Working with CSV Files
SereneDB supports importing data from CSV files, exporting query results to CSV and working with tab-delimited text formats.
Sample data
This tutorial uses the IMDB Movie Dataset — 1,000 movies with titles, genres, descriptions, ratings and more.
Download it:
curl -L -o movies.csv 'https://raw.githubusercontent.com/LearnDataSci/articles/master/Python%20Pandas%20Tutorial%20A%20Complete%20Introduction%20for%20Beginners/IMDB-Movie-Data.csv'
The file has the following columns:
| Column | Type |
|---|---|
| Rank | INTEGER |
| Title | TEXT |
| Genre | TEXT |
| Description | TEXT |
| Director | TEXT |
| Actors | TEXT |
| Year | INTEGER |
| Runtime (Minutes) | INTEGER |
| Rating | FLOAT |
| Votes | INTEGER |
| Revenue (Millions) | FLOAT |
| Metascore | INTEGER |
Importing CSV data
Create a table
Create a table matching the CSV schema:
CREATE TABLE movies (
rank INTEGER,
title TEXT,
genre TEXT,
description TEXT,
director TEXT,
actors TEXT,
year INTEGER,
runtime INTEGER,
rating FLOAT,
votes INTEGER,
revenue FLOAT,
metascore INTEGER
);
Load from CSV
Use COPY FROM to load data. The file path is relative to the server:
COPY movies FROM '/path/to/movies.csv' WITH (FORMAT CSV, HEADER TRUE);
From psql, use \copy to reference a file on the client machine:
\copy movies FROM 'movies.csv' WITH (FORMAT CSV, HEADER TRUE);
Query the data
SELECT title, rating, revenue
FROM movies
WHERE rating > 8.0
ORDER BY revenue DESC
LIMIT 5;
SELECT genre, COUNT(*) AS count, AVG(rating) AS avg_rating
FROM movies
GROUP BY genre
ORDER BY avg_rating DESC
LIMIT 10;
Custom delimiters and null handling
COPY movies FROM '/path/to/movies.csv' WITH (
FORMAT CSV,
DELIMITER '|',
NULL '',
HEADER TRUE
);
Tab-delimited text format
The default TEXT format uses tab as the delimiter:
COPY movies FROM '/path/to/movies.tsv' WITH (FORMAT TEXT, HEADER TRUE);
Importing specific columns
Load only a subset of columns by specifying them explicitly:
COPY movies(title, year) FROM '/path/to/partial.csv' WITH (FORMAT CSV, HEADER TRUE);
Error handling
Skip malformed rows instead of aborting the import:
COPY movies FROM '/path/to/movies.csv' WITH (
FORMAT CSV,
HEADER TRUE,
ON_ERROR IGNORE,
REJECT_LIMIT 10
);
This skips up to 10 bad rows before stopping.
Filtering during import
Use a WHERE clause to load only matching rows:
COPY movies FROM '/path/to/movies.csv' WHERE year > 2010;
Exporting to CSV
Export an entire table:
COPY movies TO '/path/to/output.csv' WITH (FORMAT CSV, HEADER TRUE);
Export a filtered subset:
COPY (SELECT title, year, rating FROM movies WHERE rating > 8.0)

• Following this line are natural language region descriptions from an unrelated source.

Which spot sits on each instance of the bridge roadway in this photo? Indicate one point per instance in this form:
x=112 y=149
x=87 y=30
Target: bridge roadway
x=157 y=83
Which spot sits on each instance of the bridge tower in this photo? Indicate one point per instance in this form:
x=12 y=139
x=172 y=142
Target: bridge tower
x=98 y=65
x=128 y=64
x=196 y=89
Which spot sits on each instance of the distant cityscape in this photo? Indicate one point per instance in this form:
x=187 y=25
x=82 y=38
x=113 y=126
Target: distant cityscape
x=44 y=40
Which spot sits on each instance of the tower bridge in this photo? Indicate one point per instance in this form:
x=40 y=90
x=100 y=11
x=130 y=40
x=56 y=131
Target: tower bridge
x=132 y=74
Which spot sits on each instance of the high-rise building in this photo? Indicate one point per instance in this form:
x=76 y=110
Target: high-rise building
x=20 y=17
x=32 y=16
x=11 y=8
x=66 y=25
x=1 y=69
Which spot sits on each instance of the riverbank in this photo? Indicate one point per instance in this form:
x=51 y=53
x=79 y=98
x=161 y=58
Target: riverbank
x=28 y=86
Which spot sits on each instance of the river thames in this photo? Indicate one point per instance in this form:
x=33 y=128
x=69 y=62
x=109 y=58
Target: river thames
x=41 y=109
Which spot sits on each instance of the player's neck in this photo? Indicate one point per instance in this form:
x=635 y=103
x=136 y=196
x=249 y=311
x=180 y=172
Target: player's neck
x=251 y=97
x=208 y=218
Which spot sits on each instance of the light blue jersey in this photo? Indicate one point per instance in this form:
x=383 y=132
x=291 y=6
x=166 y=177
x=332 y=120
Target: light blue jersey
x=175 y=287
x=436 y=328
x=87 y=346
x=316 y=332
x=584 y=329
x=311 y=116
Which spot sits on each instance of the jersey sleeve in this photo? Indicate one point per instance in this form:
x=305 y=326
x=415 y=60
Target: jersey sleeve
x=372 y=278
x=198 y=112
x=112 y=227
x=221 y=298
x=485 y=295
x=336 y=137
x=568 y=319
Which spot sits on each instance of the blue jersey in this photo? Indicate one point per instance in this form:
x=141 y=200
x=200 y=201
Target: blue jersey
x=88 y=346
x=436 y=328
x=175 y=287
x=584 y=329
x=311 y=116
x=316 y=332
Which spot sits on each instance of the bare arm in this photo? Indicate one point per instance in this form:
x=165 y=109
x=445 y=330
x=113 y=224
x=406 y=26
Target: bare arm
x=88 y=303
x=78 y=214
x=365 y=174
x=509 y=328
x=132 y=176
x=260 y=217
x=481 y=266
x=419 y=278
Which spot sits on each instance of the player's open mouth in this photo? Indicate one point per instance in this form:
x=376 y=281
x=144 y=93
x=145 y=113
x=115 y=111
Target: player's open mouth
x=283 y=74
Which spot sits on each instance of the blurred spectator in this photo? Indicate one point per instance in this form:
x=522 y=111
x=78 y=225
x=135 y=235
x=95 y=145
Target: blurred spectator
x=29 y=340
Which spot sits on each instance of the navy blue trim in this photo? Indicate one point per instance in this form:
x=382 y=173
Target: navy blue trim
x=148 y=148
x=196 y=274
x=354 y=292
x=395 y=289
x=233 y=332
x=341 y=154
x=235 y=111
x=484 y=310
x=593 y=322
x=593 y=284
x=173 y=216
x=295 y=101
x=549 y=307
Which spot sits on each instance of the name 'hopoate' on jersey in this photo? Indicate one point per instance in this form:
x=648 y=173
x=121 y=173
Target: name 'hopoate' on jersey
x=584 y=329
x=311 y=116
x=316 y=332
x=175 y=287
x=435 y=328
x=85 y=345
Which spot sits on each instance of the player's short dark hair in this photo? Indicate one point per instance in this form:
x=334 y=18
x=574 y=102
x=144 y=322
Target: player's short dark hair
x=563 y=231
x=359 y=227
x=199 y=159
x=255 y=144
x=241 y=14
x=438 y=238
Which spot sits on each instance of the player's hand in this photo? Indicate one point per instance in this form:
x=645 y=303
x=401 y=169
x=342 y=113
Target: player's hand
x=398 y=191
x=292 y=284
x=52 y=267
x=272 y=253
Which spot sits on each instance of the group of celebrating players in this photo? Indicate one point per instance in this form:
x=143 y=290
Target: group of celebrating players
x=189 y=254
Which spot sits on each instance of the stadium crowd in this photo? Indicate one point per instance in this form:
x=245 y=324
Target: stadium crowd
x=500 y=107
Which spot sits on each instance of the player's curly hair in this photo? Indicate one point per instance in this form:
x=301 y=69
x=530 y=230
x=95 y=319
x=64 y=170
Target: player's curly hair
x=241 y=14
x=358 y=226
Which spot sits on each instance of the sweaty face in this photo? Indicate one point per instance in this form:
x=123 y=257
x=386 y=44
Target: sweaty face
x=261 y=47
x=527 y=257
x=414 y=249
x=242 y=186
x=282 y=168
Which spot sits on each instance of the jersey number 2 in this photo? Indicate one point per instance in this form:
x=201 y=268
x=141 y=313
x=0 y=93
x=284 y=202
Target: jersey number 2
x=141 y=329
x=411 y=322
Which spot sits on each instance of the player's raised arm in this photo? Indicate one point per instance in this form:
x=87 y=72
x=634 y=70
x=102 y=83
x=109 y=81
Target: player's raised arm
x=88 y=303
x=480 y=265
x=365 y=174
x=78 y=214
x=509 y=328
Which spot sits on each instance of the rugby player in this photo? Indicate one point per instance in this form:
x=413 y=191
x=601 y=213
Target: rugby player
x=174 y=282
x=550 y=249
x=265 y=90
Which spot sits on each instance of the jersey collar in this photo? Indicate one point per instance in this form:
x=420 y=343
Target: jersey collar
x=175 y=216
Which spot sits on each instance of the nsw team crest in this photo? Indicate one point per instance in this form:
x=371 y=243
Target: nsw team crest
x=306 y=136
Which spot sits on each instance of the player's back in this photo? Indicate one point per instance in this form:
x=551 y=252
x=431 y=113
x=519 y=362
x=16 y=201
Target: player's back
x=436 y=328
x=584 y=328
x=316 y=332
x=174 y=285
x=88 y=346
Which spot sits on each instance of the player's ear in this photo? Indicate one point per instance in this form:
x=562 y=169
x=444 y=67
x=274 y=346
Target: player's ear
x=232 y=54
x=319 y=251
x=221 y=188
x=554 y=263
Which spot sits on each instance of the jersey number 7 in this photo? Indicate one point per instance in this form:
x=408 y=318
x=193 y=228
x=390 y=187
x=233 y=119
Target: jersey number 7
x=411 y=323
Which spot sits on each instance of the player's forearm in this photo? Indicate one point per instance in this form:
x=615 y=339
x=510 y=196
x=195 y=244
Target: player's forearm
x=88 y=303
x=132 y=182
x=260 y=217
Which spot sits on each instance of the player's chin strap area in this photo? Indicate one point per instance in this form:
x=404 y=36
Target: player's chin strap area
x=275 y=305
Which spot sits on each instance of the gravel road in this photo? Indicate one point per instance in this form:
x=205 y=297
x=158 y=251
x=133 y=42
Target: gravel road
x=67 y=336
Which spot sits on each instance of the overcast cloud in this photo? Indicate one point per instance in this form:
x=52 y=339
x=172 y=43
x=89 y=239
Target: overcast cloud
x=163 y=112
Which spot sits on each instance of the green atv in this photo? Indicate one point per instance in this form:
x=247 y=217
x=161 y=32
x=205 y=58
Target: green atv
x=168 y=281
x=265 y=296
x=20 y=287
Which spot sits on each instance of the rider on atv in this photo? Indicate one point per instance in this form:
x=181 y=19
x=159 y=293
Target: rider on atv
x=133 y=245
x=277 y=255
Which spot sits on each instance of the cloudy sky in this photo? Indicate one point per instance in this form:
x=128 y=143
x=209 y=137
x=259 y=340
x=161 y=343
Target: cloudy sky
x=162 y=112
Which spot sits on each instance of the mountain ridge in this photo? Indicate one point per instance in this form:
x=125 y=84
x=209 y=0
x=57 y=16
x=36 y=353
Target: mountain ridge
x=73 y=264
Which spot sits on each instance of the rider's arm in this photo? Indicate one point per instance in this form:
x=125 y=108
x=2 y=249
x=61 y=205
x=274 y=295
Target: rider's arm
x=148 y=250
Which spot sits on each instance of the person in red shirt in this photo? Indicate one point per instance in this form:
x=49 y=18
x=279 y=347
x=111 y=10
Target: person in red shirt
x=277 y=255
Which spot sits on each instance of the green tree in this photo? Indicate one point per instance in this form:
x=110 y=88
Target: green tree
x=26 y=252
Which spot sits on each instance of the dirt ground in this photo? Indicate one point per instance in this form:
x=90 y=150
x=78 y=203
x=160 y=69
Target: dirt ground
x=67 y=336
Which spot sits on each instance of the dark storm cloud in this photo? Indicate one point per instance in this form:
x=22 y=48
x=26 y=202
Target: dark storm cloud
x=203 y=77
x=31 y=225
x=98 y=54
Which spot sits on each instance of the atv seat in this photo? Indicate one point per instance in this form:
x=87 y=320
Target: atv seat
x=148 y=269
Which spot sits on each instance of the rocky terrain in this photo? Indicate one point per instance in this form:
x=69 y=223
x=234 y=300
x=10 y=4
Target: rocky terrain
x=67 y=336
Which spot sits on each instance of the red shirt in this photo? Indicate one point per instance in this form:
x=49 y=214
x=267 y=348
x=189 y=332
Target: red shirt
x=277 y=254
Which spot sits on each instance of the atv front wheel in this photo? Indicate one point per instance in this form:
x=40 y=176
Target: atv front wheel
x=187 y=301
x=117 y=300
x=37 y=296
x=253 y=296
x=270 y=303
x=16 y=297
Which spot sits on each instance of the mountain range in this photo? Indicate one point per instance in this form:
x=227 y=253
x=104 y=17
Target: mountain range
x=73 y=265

TO '/path/to/top_rated.csv' WITH (FORMAT CSV, HEADER TRUE);
Reading and writing CSV on S3
SereneDB can read and write CSV files directly from S3-compatible storage:
COPY movies FROM 's3://my-bucket/data/movies.csv' WITH (
FORMAT CSV,
HEADER TRUE,
S3_ACCESS_KEY 'your-access-key',
S3_SECRET_KEY 'your-secret-key',
S3_REGION 'us-east-1'
);
COPY movies TO 's3://my-bucket/data/movies.csv' WITH (
FORMAT CSV,
HEADER TRUE,
S3_ACCESS_KEY 'your-access-key',
S3_SECRET_KEY 'your-secret-key',
S3_REGION 'us-east-1'
);
See Working with Parquet — S3 authentication options for the full list of S3 connection and authentication parameters.
Parquet format
SereneDB also supports importing and exporting in Parquet format. See Working with Parquet for details.
COPY movies TO '/path/to/movies.parquet' WITH (FORMAT PARQUET);
COPY movies FROM '/path/to/movies.parquet' WITH (FORMAT PARQUET);